After victory in court, Democrats are pretty much guaranteed big wins in Illinois' 2012 state and federal legislative races.
Illinois Republicans now are zero for two in their legal efforts to set aside gerrymandered legislative maps for next year's state and federal elections.
A three-judge federal panel ruled late last week that Republicans seeking to challenge the Democrat-drawn map had failed in their effort to prove the map intentionally limited electoral opportunities for Hispanic voters. The court freely conceded the map was drafted to minimize the chances of GOP candidates winning but said that gerrymandering legislative districts is not illegal.
The judges — Joan Lefkow, Robert Miller and John Tinder — characterized the Democratic map as "a blatant political move to increase the number of Democratic congressional seats."
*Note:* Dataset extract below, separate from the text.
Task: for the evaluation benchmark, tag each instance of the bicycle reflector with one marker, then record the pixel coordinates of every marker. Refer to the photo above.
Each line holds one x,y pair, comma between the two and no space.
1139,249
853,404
The judges' ruling is another triumph for the "to-the-victor-go-the-spoils" approach to politics. The federal courts have intervened over the years in truly outrageous cases of gerrymandered districts, but they have generally preferred to let the political process handle the map-drawing.
That means that since Democrats control the governor's office and the state Legislature they are entitled to draw the congressional map as they wish. In recent weeks, federal judges also have rejected a GOP challenge to Democrat-drawn state House and Senate maps that are as gerrymandered as the congressional map.
Republicans were probably more desperate than confident when they filed the legal challenge. Predicting a legal challenge would be hopeless, local Republican U.S. Rep. Tim Johnson declined to participate in the litigation, preferring to spend his time campaigning in the newly drawn 13th Congressional District that runs all the way from Urbana to the Missouri border near St. Louis.
It is, of course, unfortunate that legislators of either party gerrymander political maps when they have the opportunity. The result is that the elections are essentially rigged — because only one party's candidate has a legitimate chance to win most races
Efforts were made to reform the drawing of maps in Illinois like they do in Iowa, but the political insiders had other ideas.
The good news in this decision — if there is any — is that the state and federal legislative maps appear to be set, and candidates know where they stand.